= Mount Airy, New York =

Unincorporated community in New York

Mount Airy, also referred to as Mt. Airy, is a neighborhood situated immediately south of Furnace Woods and north of Croton, and is partially situated in both unincorporated Cortlandt and the village of Croton-on-Hudson in Westchester County, New York, United States.

== Geography ==
The neighborhood is bounded to the west by Furnace Dock Road and the hamlet of Crugers, to the south by Grand St. and the Village of Croton, and to the east by the Croton River. To the north of the neighborhood is mostly undeveloped woods, beyond which lies the Furnace Wood, Cortlandt Manor and the hamlets of Cortlandt and Yorktown.

== Population ==
In the early 1700s, the population on Mt. Airy was predominantly Dutch and English.

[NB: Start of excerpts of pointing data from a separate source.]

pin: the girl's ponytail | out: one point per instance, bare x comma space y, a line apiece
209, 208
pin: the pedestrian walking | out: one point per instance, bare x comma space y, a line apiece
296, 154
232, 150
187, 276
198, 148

Although no official statistics are available (Mt. Airy is not a census-designated place), the demographics of the area are extremely homogenous. It is overwhelmingly white, and mostly upper and upper-middle class. Towards the southern end of the road is low-income housing subsidized by the Village, known as Mt. Airy Woods, but fewer than 30 families reside there. The total population of Mt. Airy is difficult to gauge, but is likely somewhere around 1,500 people.

== Transportation and schools ==
Mt. Airy is situated entirely within the Croton-Harmon School District and the Croton-on-Hudson post office (10520). Unlike the more densely populated neighborhoods of the village proper, the homes on Mt. Airy Road and its tributaries are very spread out, and retain a rural feel that belies its location in the suburbs. The neighborhood is the very definition of a bedroom community, and is almost completely dead during weekdays, when parents are at work in New York City, White Plains, and several other local cities, and children are at school in the Upper Village. Residents along the neighborhood's western end use Route 9's Montrose exit in Crugers to commute to New York, White Plains, Yorktown, the Croton-Harmon train station, the Harmon neighborhood and the village of Croton-on-Hudson. Most other residents travel down South Mt. Airy Rd. to reach these same destinations, while residents along the northeastern edges, by Route 129, use that road to travel into the village and to the Taconic State Parkway in Yorktown, where many travel southwards into White Plains. A rush-hour commuter bus runs along Route 129 to the train station.

== History ==
In the early 20th century, Mt. Airy was known as Red Hill for its importance to the American Communist Party. Many high-ranking members, in addition to several communist actors, lived in the hamlet, and John Reed himself lived in Croton's Upper Village. The highly controversial Peekskill Riot took place less than five miles away, and after this event, the Communist Party's influence slowly withered away as the Cold War escalated. Mt Airy was home to the Hessian Hills School, which was founded by Elizabeth Moos in the 1920s and lasted until the early 1950s.

In 1932, Mount Airy and Harmon, which were then separate communities, were incorporated into the village of Croton-on-Hudson. Each area had a distinct identity that contributed to the cultural richness of the Croton-on-Hudson community. Mount Airy had remained a Quaker enclave into the 1800s but evolved in the early 1900s into a summer colony that attracted many Greenwich Village artists and writers. Writers such as New Thought writer Ralph Waldo Trine, who built a cabin there.